L'avion militaire de nouvelle génération est arrivée lundi en France. Il provenait du site d'Airbus Military de Séville, où l'appareil a été assemblé.

l'A400M peut transporter jusqu'à 37 tonnes sur 3300 kilomètres.

l'A400M peut transporter jusqu'à 37 tonnes sur 3300 kilomètres.

Après de longues péripéties, Airbus part désormais à la conquête des armées avec cet avion de transport militaire européen ulta-moderne.

Il aura fallu dix ans pour que les sept pays partenaires - Allemagne, France, Espagne, Royaume-Uni, Belgique, Luxembourg et Turquie - viennent au bout des retards et surcoûts, auxquels s'est ajoutée la crise économique.

Au final, avec quatre ans de retard et un dépassement de budget de 6,2 milliards d'euros (environ 30%), Tom Enders, PDG de la maison mère d'Airbus EADS, livre l'appareil révolutionnaire à son premier client, la France.

Avion de transport militaire polyvalent, l'A400M est équipé de quatre turbopropulseurs. Il peut transporter jusqu'à 37 tonnes sur 3300 kilomètres puis se poser sur des terrains non préparés, comme le sable, avec des blindés ou des hélicoptères à bord.

Seul dans son créneau de marché

Il sera seul sur le marché face à un autre modèle américain à long rayon d'action, le C-130 de Lockheed Martin, d'une capacité de 20 tonnes et conçu il y a plus de 50 ans. Son autre concurrent, le C-17 de Boeing (76 tonnes), ne sera plus produit à partir de 2015.

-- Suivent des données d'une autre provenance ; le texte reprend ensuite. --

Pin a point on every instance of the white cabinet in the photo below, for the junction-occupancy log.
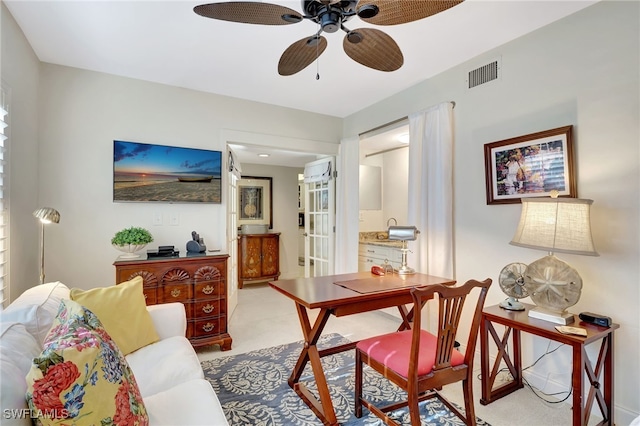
(376, 254)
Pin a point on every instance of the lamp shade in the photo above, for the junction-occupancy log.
(555, 225)
(47, 215)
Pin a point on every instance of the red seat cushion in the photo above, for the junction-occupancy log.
(392, 350)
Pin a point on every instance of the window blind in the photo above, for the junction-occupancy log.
(4, 214)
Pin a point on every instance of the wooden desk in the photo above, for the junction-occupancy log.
(334, 295)
(517, 321)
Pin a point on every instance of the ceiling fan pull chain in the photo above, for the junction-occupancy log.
(318, 56)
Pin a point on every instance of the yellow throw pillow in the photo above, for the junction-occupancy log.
(81, 377)
(123, 313)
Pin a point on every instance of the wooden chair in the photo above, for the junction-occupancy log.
(421, 363)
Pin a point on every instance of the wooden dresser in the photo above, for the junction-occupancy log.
(197, 281)
(259, 257)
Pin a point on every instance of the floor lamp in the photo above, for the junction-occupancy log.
(46, 215)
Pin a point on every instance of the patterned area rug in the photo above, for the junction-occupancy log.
(253, 389)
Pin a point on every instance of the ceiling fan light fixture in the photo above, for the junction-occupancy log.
(354, 37)
(368, 11)
(330, 21)
(313, 41)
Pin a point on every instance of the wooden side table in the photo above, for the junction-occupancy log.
(515, 322)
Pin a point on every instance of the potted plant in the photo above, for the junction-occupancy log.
(131, 240)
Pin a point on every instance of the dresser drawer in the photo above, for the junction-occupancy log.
(208, 308)
(206, 327)
(208, 289)
(176, 293)
(150, 295)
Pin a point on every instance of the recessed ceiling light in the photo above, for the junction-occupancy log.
(404, 138)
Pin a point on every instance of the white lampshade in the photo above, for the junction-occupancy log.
(47, 215)
(555, 225)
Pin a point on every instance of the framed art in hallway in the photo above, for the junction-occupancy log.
(255, 197)
(532, 165)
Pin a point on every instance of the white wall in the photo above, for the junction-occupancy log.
(584, 71)
(82, 112)
(20, 69)
(285, 212)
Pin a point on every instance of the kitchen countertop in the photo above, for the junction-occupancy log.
(380, 238)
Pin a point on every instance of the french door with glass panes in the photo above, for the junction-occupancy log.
(319, 219)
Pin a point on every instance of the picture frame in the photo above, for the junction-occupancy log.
(255, 201)
(531, 165)
(145, 172)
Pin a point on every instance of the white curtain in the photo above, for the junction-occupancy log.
(431, 190)
(347, 206)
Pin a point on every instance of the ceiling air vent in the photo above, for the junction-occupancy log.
(484, 74)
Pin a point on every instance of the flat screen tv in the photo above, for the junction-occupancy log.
(145, 172)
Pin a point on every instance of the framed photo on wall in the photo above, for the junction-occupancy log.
(530, 166)
(255, 197)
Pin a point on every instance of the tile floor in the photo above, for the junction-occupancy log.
(265, 318)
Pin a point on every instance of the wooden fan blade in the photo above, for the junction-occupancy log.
(375, 49)
(393, 12)
(249, 13)
(300, 54)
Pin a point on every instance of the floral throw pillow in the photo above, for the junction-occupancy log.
(81, 377)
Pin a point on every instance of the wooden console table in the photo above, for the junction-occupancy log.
(197, 281)
(517, 321)
(258, 257)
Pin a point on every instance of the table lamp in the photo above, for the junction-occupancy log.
(554, 225)
(46, 215)
(404, 234)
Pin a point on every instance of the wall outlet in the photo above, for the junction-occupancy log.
(157, 219)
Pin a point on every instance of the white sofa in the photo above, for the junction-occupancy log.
(168, 372)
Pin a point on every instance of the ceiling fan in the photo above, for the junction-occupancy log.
(367, 46)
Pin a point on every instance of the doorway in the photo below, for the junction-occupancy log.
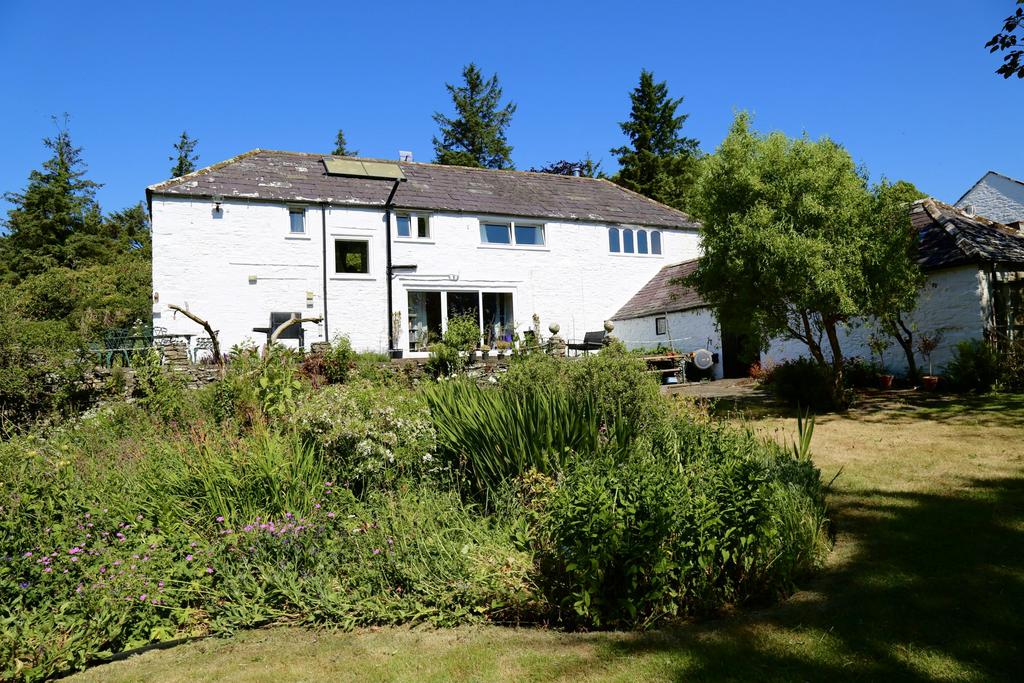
(738, 353)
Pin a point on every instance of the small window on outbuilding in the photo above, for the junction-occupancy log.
(351, 256)
(403, 225)
(298, 221)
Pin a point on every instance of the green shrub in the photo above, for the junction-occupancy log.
(615, 380)
(628, 540)
(492, 435)
(801, 382)
(975, 367)
(369, 434)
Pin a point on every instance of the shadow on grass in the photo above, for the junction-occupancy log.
(994, 410)
(932, 590)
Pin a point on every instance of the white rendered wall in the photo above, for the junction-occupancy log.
(204, 260)
(686, 331)
(996, 198)
(952, 302)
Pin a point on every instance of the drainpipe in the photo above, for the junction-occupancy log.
(387, 251)
(327, 335)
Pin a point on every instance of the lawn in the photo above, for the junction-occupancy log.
(926, 583)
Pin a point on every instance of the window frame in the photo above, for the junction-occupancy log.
(414, 226)
(361, 274)
(635, 241)
(512, 224)
(292, 210)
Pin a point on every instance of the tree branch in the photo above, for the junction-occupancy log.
(206, 326)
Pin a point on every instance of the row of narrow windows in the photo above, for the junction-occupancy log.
(629, 241)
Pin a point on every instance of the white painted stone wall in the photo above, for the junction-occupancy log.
(236, 266)
(686, 331)
(952, 302)
(996, 198)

Airbus Military espère en exporter 400 dans les trente prochaines années, au-delà des 174 déjà commandés en Europe et en Malaisie. L'Allemagne en a commandé 53, l'Espagne 27, le Royaume-Uni 22. Dix appareils seront fabriqués l'an prochain, puis environ trente par an.Après ce premier avion livré lundi, un deuxième appareil devrait être remis à la France d'ici à un mois puis un troisième avant la fin de l'année.

Risques

Le risque, a prévenu récemment le directeur de la stratégie d'EADS, Marwan Lahoud, serait que Paris réduise sa commande de 50, entraînant d'autres pays comme l'Espagne et l'Allemagne à réduire la leur. Cela se terminerait «par un écrasement général du programme» avec un renchérissement du coût unitaire de production tel «que l'export ne suffira pas à le compenser».

«Nous ciblons la zone du Golfe et la zone Asie-Pacifique, où de nombreux pays renouvellent leur flotte», avait indiqué en juin Domingo Ureña-Raso, PDG de cette filiale du groupe européen, «mais le meilleur marketing sera fait par les armées de l'air qui démontreront les capacités de l'avion lors de leurs opérations». (ats)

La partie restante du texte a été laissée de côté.